I’ve been struggling with wanting to move and grow and expand and also having really sticky habits and programming that seems so challenging to muddle through, let alone shift completely. It’s like I can see this other newer version of myself on the horizon, and she has slightly different behaviors and habits that are uplifting and helpful and valuable. And I can see the shifts that get her into that more nourishing space. And I am aware of the behaviors and programming and patterns that are ready to be shifted in my now moment that would help me move into that other space.
And yet … somehow, I do NOT show up for myself. I don’t change. I IMAGINE changing, but when it comes down to the daily choices that make the overall patterns of life, I don’t do anything new that would reorient myself. And I WANT to do things differently. But I don’t.
And I feel frustrated by my lack of willpower or something. Like … what is my problem? Why can I not do the things that would be more nourishing for me? Why am I struggling?
So I made a list. I titled the list: “things that I love that uplift me that I’m somehow choosing not to do.”
And truly, as I was writing that title nothing felt more authentic and real than the things on this list. I love them. I love the way I feel when I choose to do them. I love the way I feel AFTER choosing them. But there’s this strange disconnect that tells me they’re hard, they’re difficult, they’re too much to integrate fully, I cannot do them for long term because I will fail.
It seems so ridiculous that I have an actual list of things that support and uplift me, that I KNOW support and uplift me, but that I’m not doing because of what? Self sabotage? Old stories? Laziness? Utter commitment to be less than I could be?
Here’s what I got when I did some “free writing” about WHY this is a thing for me.
I close off to the “uplifters” because I have capped the amount of support and goodness I can receive. Because if it gets too good and I get too bright it might hurt the eyes of those nearest to me. So it is a literal defense mechanism. If I’m not too bright or too happy or too good, I’m easier to receive.
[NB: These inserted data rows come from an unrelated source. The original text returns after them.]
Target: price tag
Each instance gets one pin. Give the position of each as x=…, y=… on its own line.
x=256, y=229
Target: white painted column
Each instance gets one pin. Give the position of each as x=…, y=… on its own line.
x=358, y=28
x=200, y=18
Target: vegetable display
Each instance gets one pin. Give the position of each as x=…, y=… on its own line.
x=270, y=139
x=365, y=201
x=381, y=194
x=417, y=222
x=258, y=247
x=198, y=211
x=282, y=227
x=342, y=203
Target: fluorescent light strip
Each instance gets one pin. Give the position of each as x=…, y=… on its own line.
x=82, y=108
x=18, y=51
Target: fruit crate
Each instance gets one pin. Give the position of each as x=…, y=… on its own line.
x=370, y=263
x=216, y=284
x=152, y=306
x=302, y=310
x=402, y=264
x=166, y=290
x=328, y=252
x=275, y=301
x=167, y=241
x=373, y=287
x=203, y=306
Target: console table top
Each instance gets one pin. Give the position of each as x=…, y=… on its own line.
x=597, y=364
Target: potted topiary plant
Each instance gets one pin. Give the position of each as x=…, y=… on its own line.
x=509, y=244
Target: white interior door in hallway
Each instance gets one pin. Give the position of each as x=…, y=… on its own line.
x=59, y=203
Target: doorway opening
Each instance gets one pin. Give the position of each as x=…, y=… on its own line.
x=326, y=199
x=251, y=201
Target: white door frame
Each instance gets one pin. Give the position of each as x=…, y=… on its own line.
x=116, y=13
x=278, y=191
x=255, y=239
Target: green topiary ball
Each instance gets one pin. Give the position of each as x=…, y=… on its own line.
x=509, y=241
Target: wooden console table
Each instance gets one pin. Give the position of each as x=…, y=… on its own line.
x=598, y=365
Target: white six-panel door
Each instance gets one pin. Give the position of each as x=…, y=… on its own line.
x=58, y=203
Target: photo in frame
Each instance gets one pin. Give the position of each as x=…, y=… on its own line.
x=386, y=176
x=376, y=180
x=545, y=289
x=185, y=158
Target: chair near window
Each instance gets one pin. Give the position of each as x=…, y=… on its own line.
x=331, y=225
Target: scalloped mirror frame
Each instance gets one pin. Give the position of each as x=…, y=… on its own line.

And there you have it. My life in a nutshell. People pleaser extraordinaire. It is not a coincidence that I am a middle child from a large family. That my parents got divorced when I was 7. That I spent the first 36 years of my life in a high demand orthodox religion. I have been programmed to stay small and quiet and mediocre.
And you know what? That is some profound truth right there. I feel it in my CORE that, for whatever reason and through all of these formative circumstances, I received the messaging and the programming that it was safest to be in the middle. Not to stand out in any way. So I put a lid on it. Always. Couldn’t be too happy, or too much or too this or too that or successful or joyful … there was a necessary safety mechanism in my system that required me to stay just under the radar.
And I could go on and on about why and all the myriad reasons that I am this way and the specific examples and stories and blah blah blah.
None of that really matters. It happened. I am here. End of story.
The mattering part now is, how do I want to move forward?
Am I willing to be the witness and participant in reorienting my programming to be more about nourishing and supporting and SHINING? Because you had better believe I see that shining star of a being as a very near potential version of myself. And she is not far off from here.
Neuroplasticity … I am excited about this topic. And I will write more about it soon. It is part of my story moving forward. I know that much.
I also know I feel like I’m ready to shift. I feel the desire within me to invert the upside-down thinking; to shift my perspective.
I am here for this shift. I believe it’s time to move forward.